The Best of the Backlist: Julia Glass
The Best of the Backlist
A look at worthy authors you may not know, focusing on their entire collection of in-stock backlist titles. The backlist is a great way to meet some new authors and get a sense of their work.
Julia Glass
Julia Glass has novels set in widely disparate places and during different times, yet one theme—the complexity of relationships—is present in all her novels. Her first book, Three Junes, won the National Book Award, and introduced readers to Glass’s writing style (strong narrative, alternating views, lengthy time-spans). Three Junes is set primarily in Greece, but darts around the world to follow the fortunes (and not) of the three McLeod brothers, Scottish men who take decidedly different paths (vet, chef, bookstore owner in NYC) and who have very different views of living in the same household. You will enjoy how Glass easily shows her characters’ perspectives through their individual versions of the same circumstances.
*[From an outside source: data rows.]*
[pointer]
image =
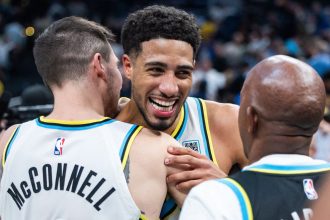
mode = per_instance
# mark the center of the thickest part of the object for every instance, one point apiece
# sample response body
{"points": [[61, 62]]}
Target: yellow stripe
{"points": [[43, 119], [208, 133], [179, 125], [245, 197], [6, 146], [143, 217], [288, 171], [129, 145]]}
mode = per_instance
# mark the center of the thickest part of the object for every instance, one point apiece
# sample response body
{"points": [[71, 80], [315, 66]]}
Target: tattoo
{"points": [[126, 170]]}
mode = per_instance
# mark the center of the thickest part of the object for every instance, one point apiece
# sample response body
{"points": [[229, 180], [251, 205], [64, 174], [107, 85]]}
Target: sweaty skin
{"points": [[161, 76], [288, 119]]}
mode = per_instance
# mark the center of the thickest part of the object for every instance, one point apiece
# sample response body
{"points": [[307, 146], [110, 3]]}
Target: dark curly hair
{"points": [[159, 21]]}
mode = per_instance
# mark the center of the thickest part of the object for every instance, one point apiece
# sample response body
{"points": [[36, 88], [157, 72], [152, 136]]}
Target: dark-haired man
{"points": [[160, 45], [282, 104], [68, 165]]}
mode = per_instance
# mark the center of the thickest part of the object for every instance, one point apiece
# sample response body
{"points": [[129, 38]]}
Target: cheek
{"points": [[185, 87]]}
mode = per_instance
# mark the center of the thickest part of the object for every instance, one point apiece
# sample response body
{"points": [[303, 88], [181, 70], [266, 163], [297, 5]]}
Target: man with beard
{"points": [[68, 165], [282, 105], [160, 45]]}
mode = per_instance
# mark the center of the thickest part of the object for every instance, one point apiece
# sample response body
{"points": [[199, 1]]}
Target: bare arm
{"points": [[147, 173], [223, 124]]}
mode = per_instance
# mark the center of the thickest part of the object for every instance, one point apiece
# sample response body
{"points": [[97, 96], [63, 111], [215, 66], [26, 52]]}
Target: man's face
{"points": [[243, 122], [114, 85], [161, 78]]}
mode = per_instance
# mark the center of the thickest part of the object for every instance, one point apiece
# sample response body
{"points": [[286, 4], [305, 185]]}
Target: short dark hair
{"points": [[63, 51], [159, 21]]}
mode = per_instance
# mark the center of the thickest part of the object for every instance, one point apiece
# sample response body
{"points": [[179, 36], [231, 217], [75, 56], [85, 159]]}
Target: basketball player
{"points": [[68, 165], [282, 104], [160, 45], [321, 207]]}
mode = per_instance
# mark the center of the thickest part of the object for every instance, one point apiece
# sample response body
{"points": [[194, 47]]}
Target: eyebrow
{"points": [[155, 63]]}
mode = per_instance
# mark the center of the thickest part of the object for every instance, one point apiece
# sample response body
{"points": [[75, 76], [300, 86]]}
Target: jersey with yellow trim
{"points": [[192, 132], [61, 170], [279, 191]]}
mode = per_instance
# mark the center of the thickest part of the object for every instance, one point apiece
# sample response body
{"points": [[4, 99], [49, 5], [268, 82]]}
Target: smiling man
{"points": [[160, 45]]}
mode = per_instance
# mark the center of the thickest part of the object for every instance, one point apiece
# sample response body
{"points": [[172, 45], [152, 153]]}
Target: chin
{"points": [[161, 126]]}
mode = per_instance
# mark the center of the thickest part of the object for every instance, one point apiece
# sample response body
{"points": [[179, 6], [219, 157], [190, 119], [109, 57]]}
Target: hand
{"points": [[195, 168]]}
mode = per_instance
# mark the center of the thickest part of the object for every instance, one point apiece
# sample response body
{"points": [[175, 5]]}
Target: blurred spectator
{"points": [[205, 77]]}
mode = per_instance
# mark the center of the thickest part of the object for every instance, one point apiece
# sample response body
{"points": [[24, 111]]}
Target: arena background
{"points": [[236, 35]]}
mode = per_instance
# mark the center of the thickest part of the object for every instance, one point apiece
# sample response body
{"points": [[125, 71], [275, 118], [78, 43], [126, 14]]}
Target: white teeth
{"points": [[162, 105], [163, 109]]}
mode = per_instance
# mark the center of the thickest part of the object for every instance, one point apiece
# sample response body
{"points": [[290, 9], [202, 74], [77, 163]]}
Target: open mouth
{"points": [[162, 105]]}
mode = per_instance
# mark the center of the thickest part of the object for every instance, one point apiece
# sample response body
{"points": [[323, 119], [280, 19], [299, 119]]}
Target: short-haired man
{"points": [[160, 45], [282, 105], [68, 165]]}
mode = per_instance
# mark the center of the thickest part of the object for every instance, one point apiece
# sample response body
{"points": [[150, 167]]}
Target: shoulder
{"points": [[216, 110], [5, 137], [154, 143]]}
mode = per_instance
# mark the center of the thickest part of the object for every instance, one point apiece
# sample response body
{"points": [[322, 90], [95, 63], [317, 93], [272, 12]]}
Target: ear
{"points": [[98, 66], [252, 119], [127, 66]]}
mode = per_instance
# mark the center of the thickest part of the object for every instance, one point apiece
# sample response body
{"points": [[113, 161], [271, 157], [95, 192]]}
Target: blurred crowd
{"points": [[236, 35]]}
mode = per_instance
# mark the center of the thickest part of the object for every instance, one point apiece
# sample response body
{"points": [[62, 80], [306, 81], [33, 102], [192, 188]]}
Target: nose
{"points": [[169, 85]]}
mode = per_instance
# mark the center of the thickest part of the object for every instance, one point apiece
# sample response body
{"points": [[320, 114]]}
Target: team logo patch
{"points": [[58, 150], [309, 189], [192, 144]]}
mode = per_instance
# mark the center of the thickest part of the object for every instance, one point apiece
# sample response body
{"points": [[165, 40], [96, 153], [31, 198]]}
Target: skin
{"points": [[162, 71], [282, 104], [96, 95]]}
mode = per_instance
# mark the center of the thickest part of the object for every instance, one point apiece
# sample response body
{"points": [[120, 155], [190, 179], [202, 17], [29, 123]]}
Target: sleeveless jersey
{"points": [[67, 170], [276, 192], [192, 132]]}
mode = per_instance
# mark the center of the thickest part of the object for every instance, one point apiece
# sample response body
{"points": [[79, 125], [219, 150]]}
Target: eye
{"points": [[183, 74], [155, 70]]}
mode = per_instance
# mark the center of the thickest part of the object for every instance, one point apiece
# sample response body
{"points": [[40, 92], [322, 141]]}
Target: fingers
{"points": [[186, 159], [186, 186], [203, 174], [184, 151]]}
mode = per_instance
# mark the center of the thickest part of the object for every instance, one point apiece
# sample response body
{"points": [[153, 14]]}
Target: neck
{"points": [[131, 114], [73, 103]]}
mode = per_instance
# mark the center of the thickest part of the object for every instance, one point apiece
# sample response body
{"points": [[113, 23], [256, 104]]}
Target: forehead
{"points": [[167, 51]]}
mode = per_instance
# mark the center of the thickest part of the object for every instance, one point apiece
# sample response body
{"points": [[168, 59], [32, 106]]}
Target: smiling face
{"points": [[161, 77], [114, 84]]}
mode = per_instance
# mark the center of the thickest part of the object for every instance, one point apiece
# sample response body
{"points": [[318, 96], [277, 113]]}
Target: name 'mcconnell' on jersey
{"points": [[66, 170]]}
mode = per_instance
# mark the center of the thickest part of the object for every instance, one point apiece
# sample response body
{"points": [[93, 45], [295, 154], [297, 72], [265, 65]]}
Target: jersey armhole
{"points": [[127, 144], [8, 145], [206, 130], [241, 195]]}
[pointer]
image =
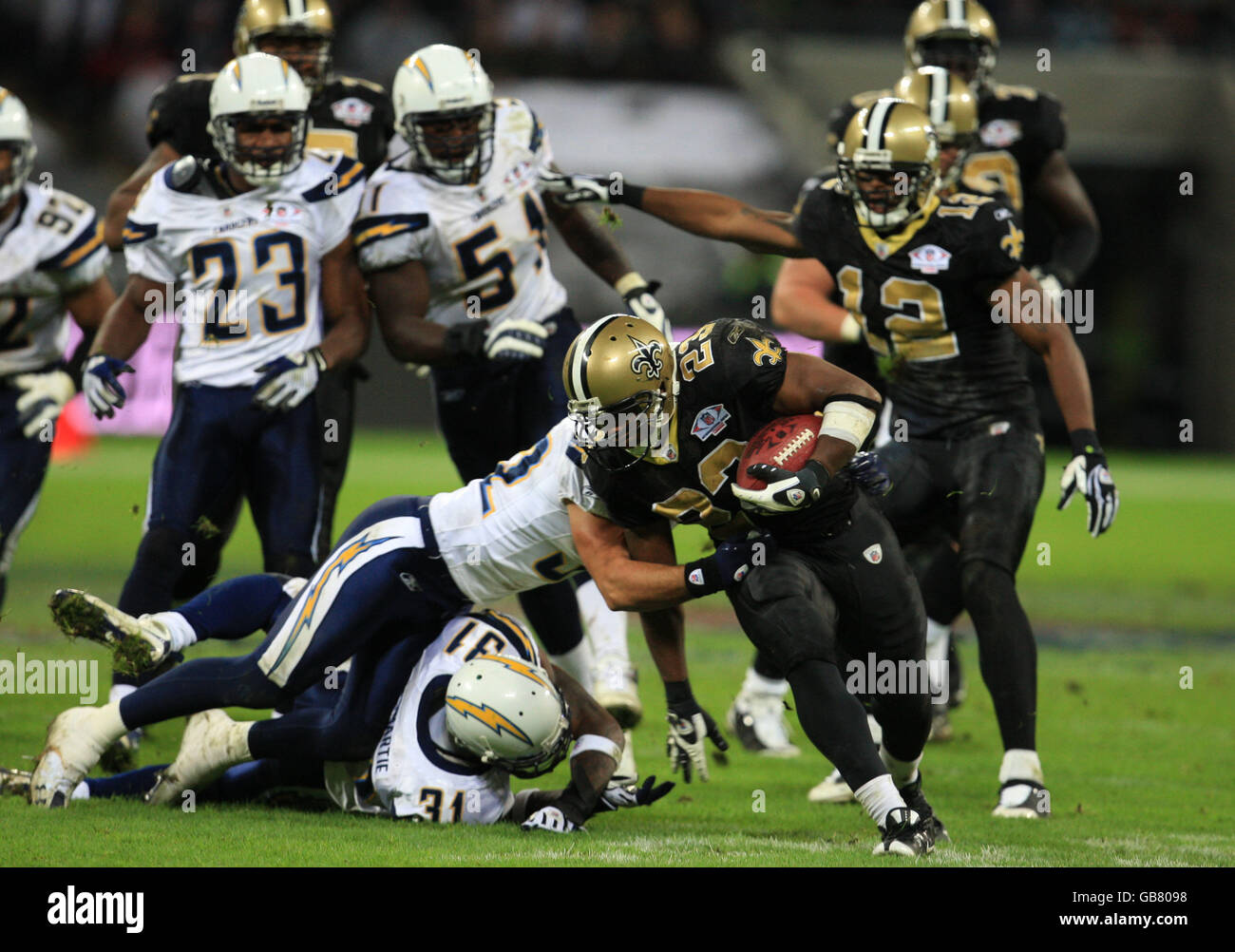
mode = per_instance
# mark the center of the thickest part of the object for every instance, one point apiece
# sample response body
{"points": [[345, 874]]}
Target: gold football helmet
{"points": [[952, 109], [888, 163], [299, 31], [958, 35], [621, 390]]}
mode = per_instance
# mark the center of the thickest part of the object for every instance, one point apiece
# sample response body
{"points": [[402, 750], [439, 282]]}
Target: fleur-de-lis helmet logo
{"points": [[647, 358]]}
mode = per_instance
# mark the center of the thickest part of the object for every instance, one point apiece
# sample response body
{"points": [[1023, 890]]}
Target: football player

The Whole World Over brings back one character from Three Junes (as a side person, but one who remains a stable voice) and brings the reader to post-9/11 New York City, where a talented and outgoing woman chef feels stifled by both the atmosphere of New York as well as her husband, who is definitely a ‘glass-half-empty’ type. On a whim she takes a job in New Mexico, cooking at the Governor’s Mansion, where her life takes some decided upbeat turns. Her old life in New York calls, as do her friends (and not incidentally her husband, her child’s father). In Glass’s most recent novel, I See You Everywhere, two sisters—Clem and Louisa Jardine—could not be more unalike, and their differences have always served as the main force in their relationship. Louisa is jealous of Clem’s life, vitality, and relationship with their mother…and, yet, she would be lost without the ability to live through Clem, and Clem would be lost without Louisa’s stability. The book provides two strong and very interesting women characters, and sails through their life (past and present) in such a way that you can’t be quite sure whether ultimately the sisters adore each other or despise each other, because they spend half of their time adoring (and the other half despising) one another. Like other Glass novels, this one is well-written, employing alternating narrators, and shows careful attention to narrative that spans time and lifetimes. You can easily become lost in Clem and Louisa’s lives.